Pour refuser de souffrir, il faut d’abord se séparer de soi, de son être en souffrance. Se distraire – de toutes les façons – par tous les moyens. Tenir à distance de soi tout ce qui de près ou de loin nous obligera à cohabiter avec ce qu’il y a de souffrant dans le monde. EXIT le parent malade, EXIT l’ami dont la dépression dure un peu trop longtemps, EXIT la finitude des choses. Se couper d’une partie de soi en souffrance est aussi se couper d’une partie du monde qui n’a plus droit de cité dans le nôtre.
Refuser sa souffrance ralentit le rythme de sa traversée.
Refuser une souffrance ne l’empêche pas d’arriver puisqu’elle est là. La refuser revient à l’empêcher de partir. Son spectre demeure et la menace de plier sous son poids perdure. Il en faut de l’énergie pour la maintenir à bonne distance de soi. Et quelques sacrifices en chemin, sans aucun doute. Le passé qui ne passe pas est une souffrance qui a été refusée.
Refuser de souffrir nous rend étranger à l’impuissance et nous prive de nos ressources.
A l’instar du “tout tout de suite” et de la loi de l’immédiateté (loi en dehors de celles de la nature), qui exige une solution immédiate au problème ; souffrir, “s’asseoir dans son désastre”, je paraphrase Christiane Singer, est très impopulaire. Chez soi comme chez la plupart de nos voisins. ça ne colle pas avec nos agendas hors-sol. Se séparer de soi est se couper de notre premier chakra, lequel nous relie à la terre et à notre pouvoir. Nous sommes une nation très “air-air”. Pourtant la souffrance est un moteur à l’action qui engage une chaîne de réponses capable d’améliorer notre situation.
Petit, nous sommes tombés avant de savoir marcher. Avons-nous renoncé à nous relever et ramper sur les fesses pour toute notre vie ?

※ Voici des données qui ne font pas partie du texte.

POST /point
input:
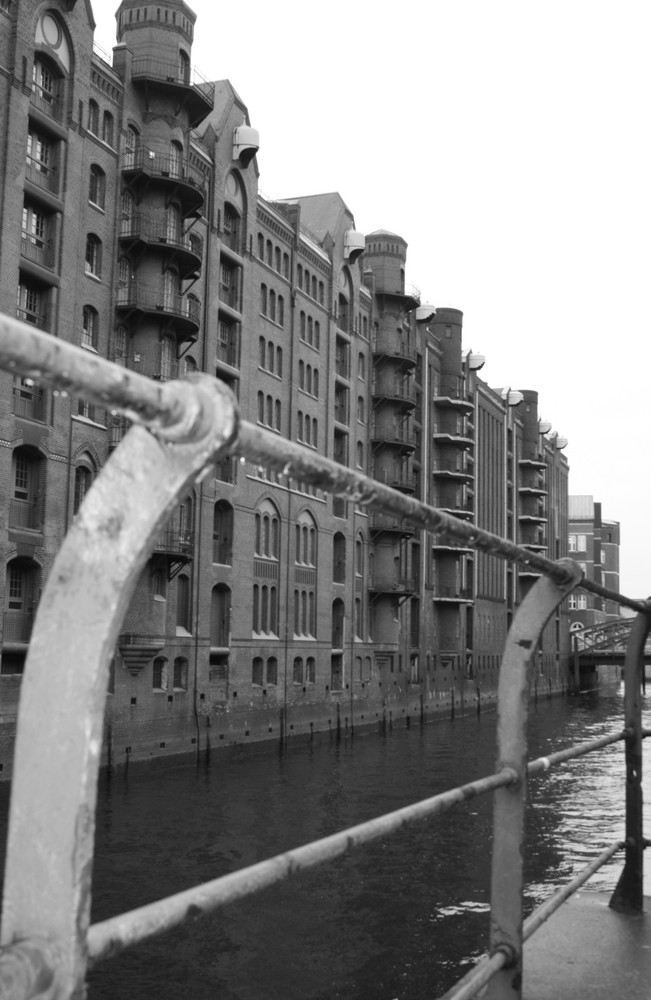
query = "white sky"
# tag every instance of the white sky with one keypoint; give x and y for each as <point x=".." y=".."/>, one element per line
<point x="506" y="141"/>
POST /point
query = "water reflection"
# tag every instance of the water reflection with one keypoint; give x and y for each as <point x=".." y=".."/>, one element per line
<point x="395" y="920"/>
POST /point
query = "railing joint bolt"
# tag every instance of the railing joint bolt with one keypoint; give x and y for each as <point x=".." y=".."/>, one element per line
<point x="28" y="971"/>
<point x="510" y="953"/>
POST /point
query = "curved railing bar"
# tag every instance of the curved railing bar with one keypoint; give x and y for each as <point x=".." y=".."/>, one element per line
<point x="628" y="895"/>
<point x="168" y="409"/>
<point x="52" y="815"/>
<point x="509" y="803"/>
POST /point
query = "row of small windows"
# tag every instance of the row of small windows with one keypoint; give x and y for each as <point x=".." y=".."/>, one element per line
<point x="108" y="124"/>
<point x="307" y="429"/>
<point x="267" y="532"/>
<point x="310" y="284"/>
<point x="269" y="411"/>
<point x="271" y="357"/>
<point x="28" y="491"/>
<point x="309" y="330"/>
<point x="93" y="260"/>
<point x="134" y="15"/>
<point x="161" y="674"/>
<point x="272" y="306"/>
<point x="308" y="379"/>
<point x="305" y="613"/>
<point x="265" y="609"/>
<point x="273" y="256"/>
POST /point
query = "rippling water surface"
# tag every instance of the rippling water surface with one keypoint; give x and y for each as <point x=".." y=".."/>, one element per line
<point x="395" y="920"/>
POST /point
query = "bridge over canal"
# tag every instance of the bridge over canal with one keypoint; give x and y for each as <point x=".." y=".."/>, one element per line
<point x="603" y="645"/>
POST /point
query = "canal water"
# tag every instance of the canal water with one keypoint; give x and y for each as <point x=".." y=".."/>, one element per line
<point x="398" y="919"/>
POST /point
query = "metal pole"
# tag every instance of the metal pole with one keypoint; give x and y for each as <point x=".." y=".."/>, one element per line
<point x="509" y="805"/>
<point x="628" y="894"/>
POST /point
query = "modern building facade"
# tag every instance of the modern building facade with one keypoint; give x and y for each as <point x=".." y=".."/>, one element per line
<point x="131" y="225"/>
<point x="594" y="542"/>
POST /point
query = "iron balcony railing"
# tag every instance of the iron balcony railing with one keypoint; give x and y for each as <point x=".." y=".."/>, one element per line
<point x="42" y="175"/>
<point x="201" y="92"/>
<point x="38" y="250"/>
<point x="17" y="626"/>
<point x="138" y="295"/>
<point x="46" y="102"/>
<point x="181" y="429"/>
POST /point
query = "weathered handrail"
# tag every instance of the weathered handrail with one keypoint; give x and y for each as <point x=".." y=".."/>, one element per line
<point x="184" y="428"/>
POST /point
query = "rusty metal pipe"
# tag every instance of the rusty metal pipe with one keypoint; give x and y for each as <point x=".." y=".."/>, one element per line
<point x="542" y="764"/>
<point x="546" y="909"/>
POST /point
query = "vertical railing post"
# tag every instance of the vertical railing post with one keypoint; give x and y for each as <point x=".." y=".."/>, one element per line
<point x="628" y="896"/>
<point x="47" y="890"/>
<point x="508" y="814"/>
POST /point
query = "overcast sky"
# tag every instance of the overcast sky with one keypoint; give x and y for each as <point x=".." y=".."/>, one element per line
<point x="507" y="142"/>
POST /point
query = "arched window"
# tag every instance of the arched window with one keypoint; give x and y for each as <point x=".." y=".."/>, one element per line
<point x="180" y="674"/>
<point x="107" y="128"/>
<point x="257" y="671"/>
<point x="223" y="533"/>
<point x="159" y="678"/>
<point x="97" y="186"/>
<point x="83" y="480"/>
<point x="172" y="224"/>
<point x="22" y="586"/>
<point x="176" y="159"/>
<point x="131" y="145"/>
<point x="93" y="117"/>
<point x="231" y="232"/>
<point x="267" y="531"/>
<point x="46" y="87"/>
<point x="93" y="255"/>
<point x="183" y="618"/>
<point x="27" y="496"/>
<point x="220" y="616"/>
<point x="184" y="66"/>
<point x="89" y="327"/>
<point x="338" y="624"/>
<point x="339" y="558"/>
<point x="359" y="556"/>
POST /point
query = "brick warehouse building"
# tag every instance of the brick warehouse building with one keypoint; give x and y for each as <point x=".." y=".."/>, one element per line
<point x="132" y="225"/>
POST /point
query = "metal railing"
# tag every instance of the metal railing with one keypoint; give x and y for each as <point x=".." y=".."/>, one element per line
<point x="182" y="428"/>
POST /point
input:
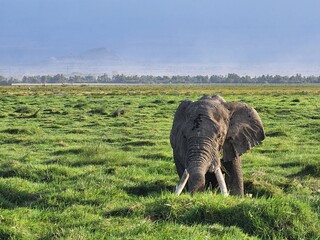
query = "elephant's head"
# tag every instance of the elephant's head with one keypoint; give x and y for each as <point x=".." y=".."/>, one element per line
<point x="202" y="130"/>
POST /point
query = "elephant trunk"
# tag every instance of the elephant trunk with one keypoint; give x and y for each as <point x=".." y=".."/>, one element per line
<point x="200" y="155"/>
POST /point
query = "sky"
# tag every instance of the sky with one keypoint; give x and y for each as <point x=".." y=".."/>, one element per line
<point x="247" y="37"/>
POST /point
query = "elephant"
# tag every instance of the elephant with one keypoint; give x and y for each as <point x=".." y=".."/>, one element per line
<point x="202" y="132"/>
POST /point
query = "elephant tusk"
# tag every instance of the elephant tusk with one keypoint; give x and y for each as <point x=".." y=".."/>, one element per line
<point x="182" y="182"/>
<point x="221" y="182"/>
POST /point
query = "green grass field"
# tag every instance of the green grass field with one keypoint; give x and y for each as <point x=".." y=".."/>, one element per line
<point x="96" y="163"/>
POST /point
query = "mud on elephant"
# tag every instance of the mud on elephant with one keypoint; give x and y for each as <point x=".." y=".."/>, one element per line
<point x="205" y="129"/>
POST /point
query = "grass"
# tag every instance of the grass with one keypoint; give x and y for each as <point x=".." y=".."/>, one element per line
<point x="95" y="163"/>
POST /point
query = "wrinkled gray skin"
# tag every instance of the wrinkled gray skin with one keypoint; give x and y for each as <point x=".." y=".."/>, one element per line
<point x="204" y="129"/>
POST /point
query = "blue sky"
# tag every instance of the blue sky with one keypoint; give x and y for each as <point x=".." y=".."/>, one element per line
<point x="245" y="36"/>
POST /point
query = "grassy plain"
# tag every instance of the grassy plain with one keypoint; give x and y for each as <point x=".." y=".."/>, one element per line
<point x="95" y="163"/>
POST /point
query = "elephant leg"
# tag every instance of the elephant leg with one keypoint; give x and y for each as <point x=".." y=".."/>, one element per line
<point x="234" y="176"/>
<point x="180" y="170"/>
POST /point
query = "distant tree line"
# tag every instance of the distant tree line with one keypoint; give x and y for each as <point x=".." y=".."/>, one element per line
<point x="149" y="79"/>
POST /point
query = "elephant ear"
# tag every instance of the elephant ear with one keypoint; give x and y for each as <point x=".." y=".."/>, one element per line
<point x="179" y="119"/>
<point x="245" y="130"/>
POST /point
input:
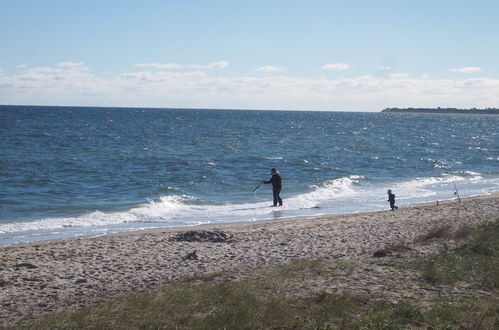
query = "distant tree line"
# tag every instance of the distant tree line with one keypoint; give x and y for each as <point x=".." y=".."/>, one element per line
<point x="486" y="111"/>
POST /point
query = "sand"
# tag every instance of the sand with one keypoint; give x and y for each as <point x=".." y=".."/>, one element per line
<point x="42" y="277"/>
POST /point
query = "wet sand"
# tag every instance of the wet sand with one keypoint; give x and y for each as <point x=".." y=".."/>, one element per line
<point x="42" y="277"/>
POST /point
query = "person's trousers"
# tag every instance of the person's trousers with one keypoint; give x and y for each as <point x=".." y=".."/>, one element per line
<point x="277" y="198"/>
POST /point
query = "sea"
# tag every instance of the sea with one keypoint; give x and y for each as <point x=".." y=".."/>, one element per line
<point x="88" y="171"/>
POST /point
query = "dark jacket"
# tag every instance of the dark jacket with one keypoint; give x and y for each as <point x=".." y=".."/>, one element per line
<point x="275" y="180"/>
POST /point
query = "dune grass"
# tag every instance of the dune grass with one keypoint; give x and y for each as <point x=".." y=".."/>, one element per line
<point x="277" y="298"/>
<point x="475" y="262"/>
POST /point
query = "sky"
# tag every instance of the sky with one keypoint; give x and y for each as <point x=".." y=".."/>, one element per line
<point x="288" y="55"/>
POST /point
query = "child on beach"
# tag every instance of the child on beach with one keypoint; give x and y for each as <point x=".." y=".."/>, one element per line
<point x="391" y="199"/>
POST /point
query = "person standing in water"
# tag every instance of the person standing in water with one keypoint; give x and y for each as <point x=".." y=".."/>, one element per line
<point x="276" y="186"/>
<point x="391" y="199"/>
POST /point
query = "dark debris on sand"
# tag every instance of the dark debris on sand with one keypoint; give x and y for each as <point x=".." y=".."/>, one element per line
<point x="216" y="236"/>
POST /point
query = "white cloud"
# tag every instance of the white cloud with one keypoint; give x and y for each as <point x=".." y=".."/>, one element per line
<point x="169" y="66"/>
<point x="67" y="85"/>
<point x="398" y="76"/>
<point x="336" y="67"/>
<point x="467" y="69"/>
<point x="385" y="68"/>
<point x="269" y="69"/>
<point x="70" y="64"/>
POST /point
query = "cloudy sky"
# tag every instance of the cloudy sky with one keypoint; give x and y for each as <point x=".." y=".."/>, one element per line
<point x="305" y="55"/>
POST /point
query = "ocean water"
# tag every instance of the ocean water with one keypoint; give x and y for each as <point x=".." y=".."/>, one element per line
<point x="81" y="171"/>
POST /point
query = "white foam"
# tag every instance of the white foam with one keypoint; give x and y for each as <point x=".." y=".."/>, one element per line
<point x="346" y="194"/>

Nos ancêtres ont eu sans doute maille à partir avec les premiers feux. L’Humanité a-t-elle renoncé à se réchauffer à jamais auprès d’un feu de bois ?
Les distractions tuent notre imagination et notre créativité.
Sorties à n’en plus finir, foultitude de projets, écrans en tout genre, achats compulsifs, comme moyens d’éteindre le feu de notre douleur et rester dans la course. (mais laquelle ?)
Incapables de penser notre souffrance, qu’avons-nous à rêver autrement ? Que reste t-il à espérer de meilleur pour soi et les autres ? Où vont mourir nos exigences ?
Quelqu’un qui ne sent plus est un sujet à qui l’on peut tout faire.
Pour tout supporter, il faut se couper. “Du pain et des jeux”, César l’avait bien compris.
Le pain, les jeux, nos distractions créent sans aucun doute un effet placebo. A durée limitée dans le temps. Que reste-t-il quand même nos moyens de nous remplir de nos distractions viennent à manquer parce que la terre aride ne sait plus nous nourrir ? Ventre qui a faim n’a pas de loi. Et cette souffrance individuelle qui n’a pu trouver ses ressources dans l’inconscient personnel ou familial se retrouve dans l’inconscient collectif. La détresse que nous refoulons se retrouve sur la scène de l’Histoire… ce que Jung a exploré et donné à voir en son temps.
L’indifférence à soi e(s)t l’indifférence du Monde à lui-même.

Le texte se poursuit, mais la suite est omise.